DW Türkçe’de yer alan habere göre, Trump aleyhindeki davaların durumundaki değişiklikler Yüksek Mahkeme’nin başkanların görevdeyken gerçekleştirdikleri resmi faaliyetler nedeniyle dokunulmaz olduklarına hükmeden kararından kaynaklanıyor.

Söz konusu karar en az iki davada savcıları, başarılı olma şanslarının olup olmadığını belirlemek için yeniden çalışma yapmaya zorladı. Başkanlık döneminin ilk yılında Trump, Yüksek Mahkeme’ye üç yargıç atayarak mahkemeye altıya üçlük bir muhafazakâr çoğunluk kazandırdı.

Ayrıca Adalet Bakanlığı, görevdeki bir başkanın federal davalarda yargılanamayacağına hükmettiği için Trump’a karşı açılan iki federal davanın savcısı, soruşturmalarını sonlandırmak üzere.

Donald Trump, dört ceza davası ile karşı karşıya: Bunlardan ikisi, Adalet Bakanlığı özel savcısı Jack Smith tarafından federal düzeyde açıldı, biri New York eyaletinde ve diğeri Georgia eyaletinde. Yalnızca New York’taki dava bir karara varmış durumda. O davada Trump, 18 Mart 2023’te Manhattan Bölge Savcılığınca yetişkin filmlerinde oyunculuk yapan Stormy Daniels’e 2016 başkanlık seçimleri sırasında yasa dışı “sus payı” ödenmesiyle ilgili yürütülen soruşturma kapsamında büyük jüri tarafından 34 farklı suçla suçlanmıştı.

Trump hakkında açılan başka davalar da bulunuyor.

Trump, gazeteci E. Jean Carroll tarafından açılan iki hakaret davasında cinsel tacizden sorumlu bulundu ve toplamda 88,4 milyon dolar (83,6 milyon euro) tazminat ödemeye mahkûm edildi. Trump, her iki karara da itiraz etti.

Ayrıca New York Başsavcısı Letitia James tarafından açılan dolandırıcılık davasında, Trump ve şirketlerinin 454 milyon dolar ceza ödemesi yönündeki karar da Trump tarafından temyize götürüldü.

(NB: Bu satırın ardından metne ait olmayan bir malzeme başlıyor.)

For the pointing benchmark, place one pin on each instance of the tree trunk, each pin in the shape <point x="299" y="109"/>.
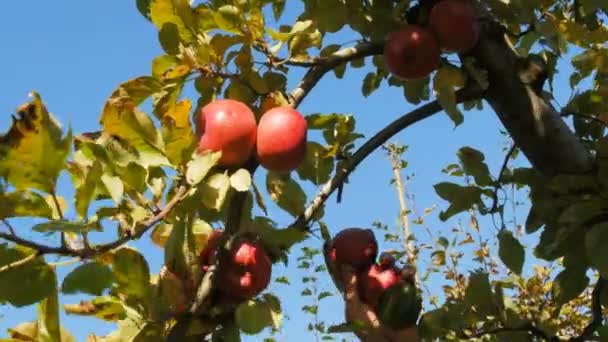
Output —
<point x="536" y="127"/>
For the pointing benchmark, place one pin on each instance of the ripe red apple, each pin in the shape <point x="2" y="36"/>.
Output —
<point x="411" y="52"/>
<point x="374" y="281"/>
<point x="247" y="272"/>
<point x="455" y="25"/>
<point x="354" y="246"/>
<point x="281" y="139"/>
<point x="386" y="260"/>
<point x="229" y="126"/>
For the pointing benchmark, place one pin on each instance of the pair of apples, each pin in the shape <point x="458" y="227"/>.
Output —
<point x="278" y="140"/>
<point x="414" y="51"/>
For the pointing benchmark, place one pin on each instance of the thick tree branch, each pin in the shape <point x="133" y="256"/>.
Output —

ABD Adalet Bakanlığı görevdeki bir başkanı yargılamama politikası izliyor.  Bu politika, 2016 başkanlık seçimlerine Rusya müdahalesi ve seçim kampanyasıyla olan bağlantılarını araştıran Mueller raporunun yayımlanmasına rağmen, Trump’ın suçlanmamasını sağlamıştı. Federal davalardan sorumlu olan Jack Smith şu an davaların sona erdirilmesi için çalışıyor.

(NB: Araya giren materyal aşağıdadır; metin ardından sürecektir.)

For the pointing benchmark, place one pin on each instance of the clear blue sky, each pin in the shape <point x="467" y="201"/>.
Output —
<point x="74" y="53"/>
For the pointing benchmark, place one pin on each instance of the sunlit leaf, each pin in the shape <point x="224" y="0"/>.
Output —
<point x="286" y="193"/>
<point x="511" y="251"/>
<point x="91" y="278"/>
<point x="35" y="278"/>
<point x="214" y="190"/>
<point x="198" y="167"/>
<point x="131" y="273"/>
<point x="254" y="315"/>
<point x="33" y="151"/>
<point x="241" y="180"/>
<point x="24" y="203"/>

Ancak bu politika, halihazırda suçlanan yeni başkanlar için geçerli olmayabilir. Bu görüş, Pennsylvania Üniversitesi Carey Hukuk Fakültesi profesörü Claire Finkelstein ve George W. Bush yönetiminde Beyaz Saray etik avukatı olarak görev yapan Richard Painter tarafından savunuluyor. İki hukukçu, geçen ay Southern California Law Review dergisinde, Trump ikinci kez başkan seçilmeden önce suçlandığı için, Adalet Bakanlığının ona karşı davalara devam edebileceğini yazdı. Ancak Finkelstein, gerçekte bunun pek olası olmadığını kabul ediyor. DW’ye konuşan Finkelstein, hukuken böyle bir zorunluluk olmasa da iki federal davanın muhtemelen geri çekileceğine dikkat çekti.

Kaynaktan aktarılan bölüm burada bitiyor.